Its proper incorporation into new health care designs will involve some radical, unfamiliar, and disruptive shifts in control and power, out of the hands of those who give care and into the hands of those who receive it. Such a consumerist view of the quality of care, itself, has important differences from the more classical, professionally dominated definitions of "quality."
Heck, why did we even bother to go to med school?
Here Berwick contrasts his radical consumerist view with the more traditional model of professionalism:
Freidson’s definition of a profession contradicts the usual assumption of consumer-oriented production, in which the customer, not the producer, has the "authority," exercised by marketplace choices, to judge quality. In Freidson’s world of professions, excellence is in the eye of the professional. In the more normal world of products and services, excellence is in the eye of the customer.
I think it wrong for the profession of medicine—or any other health care profession, for that matter—to "reserve to itself the authority to judge the quality of its work."
Hospitals would have no restrictions on visiting—no restrictions of place or time or person, except restrictions chosen by and under the control of each individual patient.
Patients and family members would participate in rounds.
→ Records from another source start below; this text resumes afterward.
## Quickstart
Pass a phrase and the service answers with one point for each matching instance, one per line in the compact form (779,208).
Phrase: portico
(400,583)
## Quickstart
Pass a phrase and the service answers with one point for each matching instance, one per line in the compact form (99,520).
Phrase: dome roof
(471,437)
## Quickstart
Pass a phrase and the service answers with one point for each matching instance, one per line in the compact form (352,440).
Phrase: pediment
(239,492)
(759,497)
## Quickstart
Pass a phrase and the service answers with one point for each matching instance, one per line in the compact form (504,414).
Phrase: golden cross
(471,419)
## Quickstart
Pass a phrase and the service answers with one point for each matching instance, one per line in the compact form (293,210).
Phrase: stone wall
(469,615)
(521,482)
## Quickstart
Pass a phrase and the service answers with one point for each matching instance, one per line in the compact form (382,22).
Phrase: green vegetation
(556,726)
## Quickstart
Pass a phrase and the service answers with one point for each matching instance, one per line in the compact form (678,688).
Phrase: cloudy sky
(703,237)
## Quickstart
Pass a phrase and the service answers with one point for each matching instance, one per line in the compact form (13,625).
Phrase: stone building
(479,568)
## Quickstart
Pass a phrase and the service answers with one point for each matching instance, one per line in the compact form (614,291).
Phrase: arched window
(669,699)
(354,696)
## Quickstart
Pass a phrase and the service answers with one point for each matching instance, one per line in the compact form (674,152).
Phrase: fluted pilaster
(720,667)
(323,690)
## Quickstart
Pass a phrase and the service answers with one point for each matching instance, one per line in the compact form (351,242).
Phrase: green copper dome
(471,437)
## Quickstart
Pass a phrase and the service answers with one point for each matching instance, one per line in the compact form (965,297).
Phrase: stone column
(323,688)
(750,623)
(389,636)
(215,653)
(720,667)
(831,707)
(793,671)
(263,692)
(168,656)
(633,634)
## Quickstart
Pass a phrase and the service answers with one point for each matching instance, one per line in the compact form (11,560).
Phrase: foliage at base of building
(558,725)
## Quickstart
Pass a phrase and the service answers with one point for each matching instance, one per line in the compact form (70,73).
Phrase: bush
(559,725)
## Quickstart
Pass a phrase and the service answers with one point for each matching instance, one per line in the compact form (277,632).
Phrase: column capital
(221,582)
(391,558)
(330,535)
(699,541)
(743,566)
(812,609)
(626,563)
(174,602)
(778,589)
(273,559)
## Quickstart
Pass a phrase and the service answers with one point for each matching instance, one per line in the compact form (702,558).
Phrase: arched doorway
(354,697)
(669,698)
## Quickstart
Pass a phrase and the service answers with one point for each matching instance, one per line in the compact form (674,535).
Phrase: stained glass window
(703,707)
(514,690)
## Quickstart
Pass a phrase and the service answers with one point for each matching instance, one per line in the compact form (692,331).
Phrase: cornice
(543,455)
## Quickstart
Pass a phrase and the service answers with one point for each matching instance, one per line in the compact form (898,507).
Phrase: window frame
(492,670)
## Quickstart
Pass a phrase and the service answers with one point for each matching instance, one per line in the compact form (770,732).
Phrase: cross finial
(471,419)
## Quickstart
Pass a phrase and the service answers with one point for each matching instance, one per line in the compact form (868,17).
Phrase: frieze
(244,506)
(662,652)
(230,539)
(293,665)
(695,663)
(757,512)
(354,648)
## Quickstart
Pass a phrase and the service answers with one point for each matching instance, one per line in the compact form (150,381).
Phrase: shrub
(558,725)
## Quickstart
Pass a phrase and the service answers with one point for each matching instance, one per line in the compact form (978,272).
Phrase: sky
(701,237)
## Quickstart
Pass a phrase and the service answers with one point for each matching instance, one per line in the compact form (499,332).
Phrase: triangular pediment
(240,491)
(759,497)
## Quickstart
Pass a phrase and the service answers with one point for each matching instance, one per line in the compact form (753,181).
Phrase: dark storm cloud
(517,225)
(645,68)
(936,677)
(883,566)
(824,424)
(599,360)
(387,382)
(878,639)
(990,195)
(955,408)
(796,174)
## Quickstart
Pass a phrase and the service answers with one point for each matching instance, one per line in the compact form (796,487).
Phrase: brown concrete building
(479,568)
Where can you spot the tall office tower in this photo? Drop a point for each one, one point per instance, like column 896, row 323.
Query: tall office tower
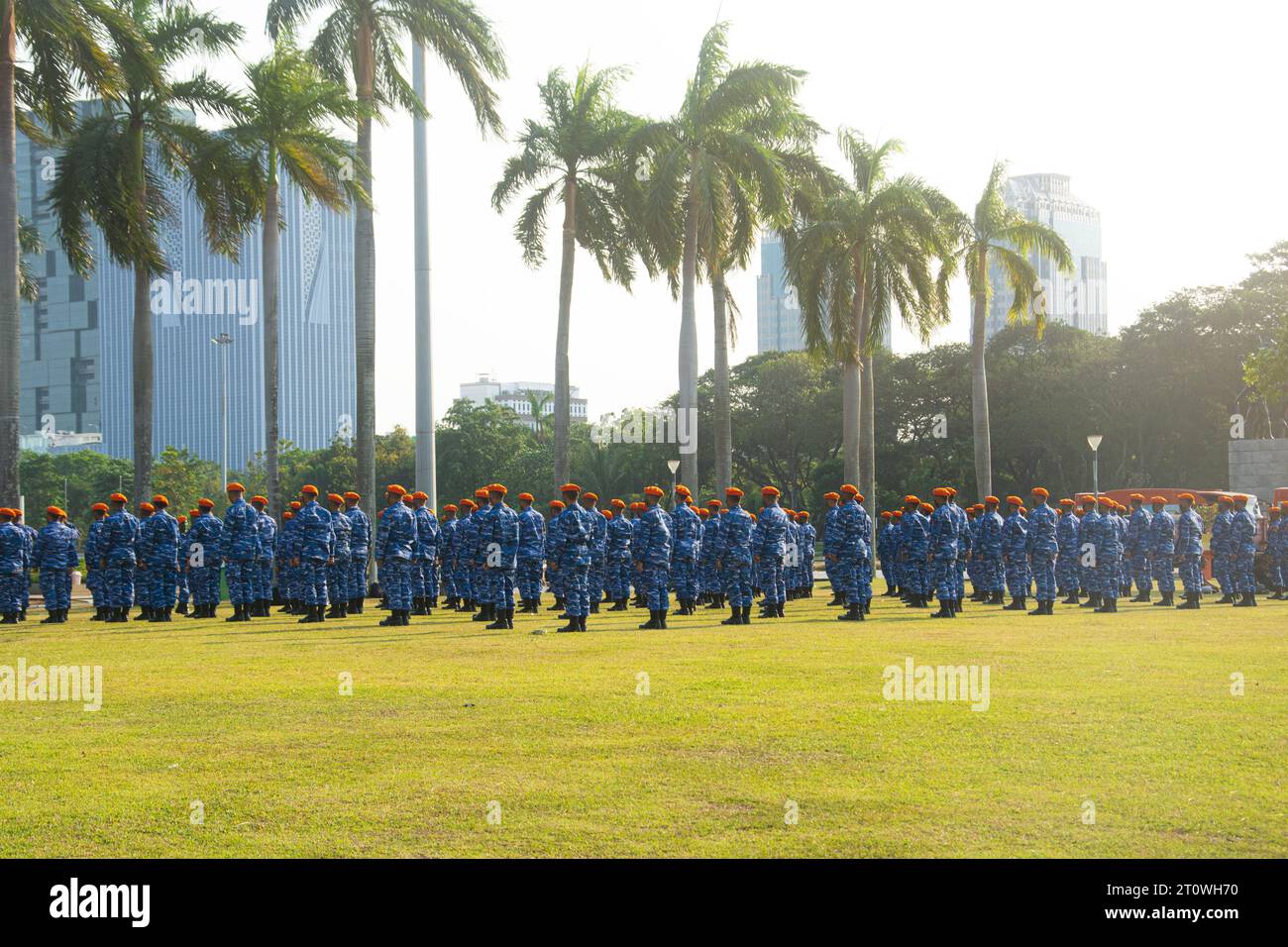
column 1080, row 299
column 77, row 339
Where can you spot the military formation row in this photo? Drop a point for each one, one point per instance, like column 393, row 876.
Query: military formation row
column 482, row 552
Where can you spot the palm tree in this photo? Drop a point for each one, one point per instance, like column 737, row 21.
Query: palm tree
column 717, row 138
column 62, row 42
column 361, row 43
column 574, row 158
column 114, row 165
column 1000, row 236
column 864, row 247
column 282, row 127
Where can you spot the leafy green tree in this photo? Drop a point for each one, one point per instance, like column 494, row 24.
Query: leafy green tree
column 702, row 162
column 50, row 52
column 282, row 127
column 1001, row 236
column 361, row 44
column 114, row 163
column 574, row 158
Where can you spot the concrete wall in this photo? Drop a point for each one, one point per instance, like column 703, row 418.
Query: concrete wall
column 1258, row 467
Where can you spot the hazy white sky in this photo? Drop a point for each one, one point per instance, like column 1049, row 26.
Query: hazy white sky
column 1167, row 116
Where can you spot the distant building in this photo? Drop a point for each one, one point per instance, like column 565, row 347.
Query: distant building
column 1080, row 299
column 77, row 338
column 778, row 311
column 528, row 399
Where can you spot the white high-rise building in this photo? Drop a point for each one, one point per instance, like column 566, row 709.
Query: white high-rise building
column 1077, row 299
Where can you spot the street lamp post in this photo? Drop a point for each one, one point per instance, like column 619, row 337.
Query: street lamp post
column 1094, row 442
column 223, row 341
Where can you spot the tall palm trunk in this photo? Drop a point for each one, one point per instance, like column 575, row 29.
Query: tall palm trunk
column 365, row 274
column 563, row 399
column 687, row 419
column 722, row 411
column 271, row 243
column 145, row 359
column 11, row 325
column 979, row 398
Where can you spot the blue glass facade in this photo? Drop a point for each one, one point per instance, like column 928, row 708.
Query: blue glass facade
column 76, row 359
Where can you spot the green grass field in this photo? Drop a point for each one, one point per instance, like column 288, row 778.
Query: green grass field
column 739, row 728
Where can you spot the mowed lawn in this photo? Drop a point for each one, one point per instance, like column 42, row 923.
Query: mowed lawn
column 767, row 740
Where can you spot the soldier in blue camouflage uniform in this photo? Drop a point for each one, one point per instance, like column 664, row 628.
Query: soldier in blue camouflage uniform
column 988, row 551
column 1067, row 535
column 1220, row 548
column 807, row 536
column 360, row 551
column 655, row 565
column 1136, row 548
column 463, row 547
column 316, row 553
column 339, row 574
column 428, row 536
column 447, row 556
column 116, row 558
column 769, row 545
column 1276, row 547
column 1016, row 554
column 914, row 528
column 93, row 575
column 239, row 548
column 734, row 557
column 201, row 560
column 266, row 548
column 1043, row 547
column 597, row 551
column 941, row 553
column 13, row 573
column 1108, row 539
column 853, row 551
column 1189, row 551
column 555, row 579
column 54, row 554
column 568, row 553
column 394, row 549
column 159, row 558
column 1160, row 549
column 1243, row 552
column 532, row 541
column 501, row 549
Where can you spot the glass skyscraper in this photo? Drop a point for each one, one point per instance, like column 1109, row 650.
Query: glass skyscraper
column 1080, row 299
column 76, row 341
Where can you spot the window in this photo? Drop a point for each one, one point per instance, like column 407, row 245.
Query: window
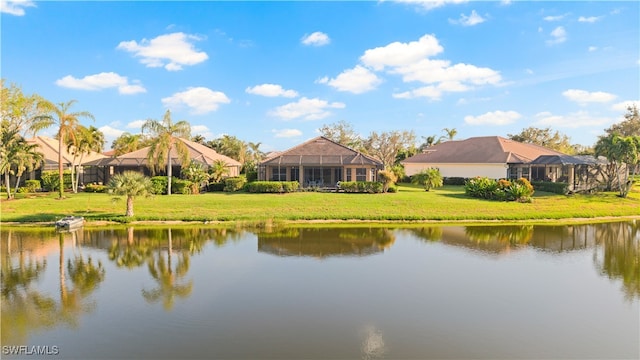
column 295, row 173
column 279, row 174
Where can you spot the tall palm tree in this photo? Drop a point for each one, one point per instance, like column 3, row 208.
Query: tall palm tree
column 88, row 140
column 130, row 184
column 67, row 123
column 165, row 136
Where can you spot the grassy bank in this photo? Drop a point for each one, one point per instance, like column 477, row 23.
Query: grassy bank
column 410, row 203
Evidence-based medicine sometimes must take a back seat. First, leaving choice ultimately up to the patient and family means that evidence-based medicine may sometimes take a back seat. One e-mail correspondent asked me, "Should patient ‘wants’ override professional judgment about whether an MRI is needed?" My answer is, basically, "Yes." On the whole, I prefer that we take the risk of overuse …
And what if this leads to enormous waste?
If, over time, a pattern emerges of scientifically unwise or unsubstantiated choices—like lots and lots of patients’ choosing scientifically needless MRIs—then we should seek to improve our messages, instructions, educational processes, and dialogue...
... I wish we would abandon the word "noncompliance." In failing to abide by our advice or the technical evidence, the patient is telling us something that we need to hear and learn from.
For quantitative ratings, ask patients to rate on a 1–5 scale disagreement to agreement with the assertion: "They gave me all the care I needed and wanted exactly when and how I needed and wanted it." Seek 5s and study the low raters.
...firmly vest in patients and families control over decisions about care in all its aspects. Take over control only rarely and with permission freely granted.
I freely admit to extremism in my opinion of what patient-centered care ought to mean.
How do these ideas square with the mandate for the director of CMS to improve efficiency and reduce waste?